The country is a party to the International Covenant on Civil and Political Rights.

Government Practices

Catholic and Episcopalian leaders condemned the Constitutional Court’s August decision to partially lift the country’s total ban on abortions, stating that permitting abortions was unconstitutional and violated their religious beliefs.

Both central and regional authorities continued to support the provision of non-Catholic religious education in public schools when parents requested it. Authorities supported schools through municipal offices of religious affairs, encouraged the development of community-supported religious curricula, and provided religious diversity training to public servants.

While prison and military chaplains remained predominately Catholic, the numbers of evangelical Protestant chaplains and other non-Catholic chaplains increased, due in part to the diverse religious affiliations of the prison population and the increase in evangelical Protestant followers in the country. ONAR continued to work to counter perceptions of bias and support diversity in the chaplaincy by encouraging other faith communities to prepare and present candidates for those positions. The National Institute of Human Rights, an independent government agency, continued to report that Protestant faith communities operated without impediments in the prison system.
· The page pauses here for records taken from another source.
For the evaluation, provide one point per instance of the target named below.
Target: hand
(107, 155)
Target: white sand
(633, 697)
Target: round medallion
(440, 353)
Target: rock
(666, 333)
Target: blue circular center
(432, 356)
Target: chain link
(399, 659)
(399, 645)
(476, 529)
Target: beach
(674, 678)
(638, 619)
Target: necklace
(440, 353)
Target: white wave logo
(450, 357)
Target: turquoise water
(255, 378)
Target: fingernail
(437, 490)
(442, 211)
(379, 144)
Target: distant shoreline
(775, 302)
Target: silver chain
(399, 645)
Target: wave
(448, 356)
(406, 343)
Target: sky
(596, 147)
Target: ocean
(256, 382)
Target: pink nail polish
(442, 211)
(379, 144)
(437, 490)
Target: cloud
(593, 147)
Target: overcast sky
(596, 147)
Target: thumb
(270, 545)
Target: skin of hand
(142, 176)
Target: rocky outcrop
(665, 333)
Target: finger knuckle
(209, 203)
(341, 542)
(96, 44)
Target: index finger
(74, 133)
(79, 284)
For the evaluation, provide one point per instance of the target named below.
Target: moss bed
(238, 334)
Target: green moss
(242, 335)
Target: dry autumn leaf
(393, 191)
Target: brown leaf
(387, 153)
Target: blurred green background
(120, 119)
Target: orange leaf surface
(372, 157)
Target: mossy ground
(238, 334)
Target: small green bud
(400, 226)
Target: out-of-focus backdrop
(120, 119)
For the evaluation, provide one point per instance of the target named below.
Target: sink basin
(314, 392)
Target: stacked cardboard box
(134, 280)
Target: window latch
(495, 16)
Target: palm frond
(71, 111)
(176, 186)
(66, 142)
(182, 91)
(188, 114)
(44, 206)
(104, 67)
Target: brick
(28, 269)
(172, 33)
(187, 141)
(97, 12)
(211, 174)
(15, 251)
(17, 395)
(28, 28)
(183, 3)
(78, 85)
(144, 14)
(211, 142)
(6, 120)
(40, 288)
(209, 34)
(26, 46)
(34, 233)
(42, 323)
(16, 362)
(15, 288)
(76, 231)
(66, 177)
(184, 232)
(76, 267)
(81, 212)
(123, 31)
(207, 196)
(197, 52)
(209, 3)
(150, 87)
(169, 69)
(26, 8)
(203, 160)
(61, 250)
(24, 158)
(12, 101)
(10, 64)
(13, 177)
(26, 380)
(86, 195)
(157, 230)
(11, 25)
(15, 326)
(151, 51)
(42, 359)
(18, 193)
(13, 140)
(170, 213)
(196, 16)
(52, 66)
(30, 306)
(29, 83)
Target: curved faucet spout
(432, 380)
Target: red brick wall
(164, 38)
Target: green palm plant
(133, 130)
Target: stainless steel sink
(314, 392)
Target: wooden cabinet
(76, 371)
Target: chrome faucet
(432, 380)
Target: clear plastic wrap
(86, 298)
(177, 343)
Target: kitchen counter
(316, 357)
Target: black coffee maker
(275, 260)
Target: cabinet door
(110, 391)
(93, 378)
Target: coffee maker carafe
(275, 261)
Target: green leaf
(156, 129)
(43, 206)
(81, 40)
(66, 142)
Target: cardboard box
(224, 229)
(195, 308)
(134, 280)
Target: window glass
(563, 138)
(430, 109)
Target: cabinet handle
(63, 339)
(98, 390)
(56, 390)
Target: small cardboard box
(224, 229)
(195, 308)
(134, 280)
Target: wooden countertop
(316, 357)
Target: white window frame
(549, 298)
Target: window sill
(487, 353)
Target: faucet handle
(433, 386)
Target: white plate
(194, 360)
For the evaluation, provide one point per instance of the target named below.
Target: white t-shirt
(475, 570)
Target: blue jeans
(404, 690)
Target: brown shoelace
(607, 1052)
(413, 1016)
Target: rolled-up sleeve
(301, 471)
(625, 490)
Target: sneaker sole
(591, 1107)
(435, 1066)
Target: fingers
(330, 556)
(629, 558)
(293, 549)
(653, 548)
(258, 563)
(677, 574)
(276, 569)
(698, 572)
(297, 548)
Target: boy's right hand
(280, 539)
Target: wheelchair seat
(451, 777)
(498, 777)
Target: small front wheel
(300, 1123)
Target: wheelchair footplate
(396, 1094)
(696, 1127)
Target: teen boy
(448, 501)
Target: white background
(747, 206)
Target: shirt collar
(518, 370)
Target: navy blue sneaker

According to CSW, from January to October, arsonists set fire to four Catholic and four Baptist churches in the primarily indigenous Mapuche communities in the rural Araucania Region. No one was hurt in the attacks. In October the National Prosecutors’ Office found the alleged arsonists did not meet the threshold for trial under the anti-terrorism law. The alleged perpetrators were charged with arson; the trial was still pending at the end of the year. CORMA pledged to develop a work plan to help provide peaceful solutions to the region’s societal conflict by bringing together churches, parishioners, community organizations, neighbors, workers, investors, and business owners. CORMA also donated in-kind goods to rebuild the churches. The regional government announced in April it would help to reconstruct the destroyed churches and initiated programs to train Catholic and evangelical Protestant churches in preventative security measures.

ONAR representatives regularly met with religious leaders with the stated aim of ensuring state institutions respected minority religious practices. In June ONAR published the first edition of an ethics code to facilitate a dialogue of mutual understanding among the country’s religious communities, public and private entities, labor leaders, and civil society. The ethics code asserts Chile’s identity as a secular state and outlines best practices through which civil society, the private sector, and religious institutions might demonstrate religious diversity and tolerance. The ethics code discusses suggestions for education, media outlets, and the environment, among other topics.

ONAR continued to work through the Interfaith Advisory Council, a roundtable organization comprising religious leaders representing the country’s religious communities, including Catholics, Protestants, Jews, Muslims, and Bahais, among others. Their efforts were designed to facilitate and enhance interreligious dialogue within the country by establishing standing meetings among religious leaders and offering government space to host those conversations.

In June President Michelle Bachelet and ONAR hosted an interfaith iftar at the La Moneda presidential palace to support dialogue and promote interfaith understanding.

Section III. Status of Societal Respect for Religious Freedom

While the Assemblies of God and the Interdenominational Regional Council of Pastors of Araucania publicly called on the authorities to improve their investigation into the eight church burnings, other churches and organizations did not make public statements. According to political sources, the church attacks appeared to fit into the pattern of protest and sabotage directed against a wide range of institutions and business interests in the Araucania Region, which also included trucks, farm equipment, and farm structures.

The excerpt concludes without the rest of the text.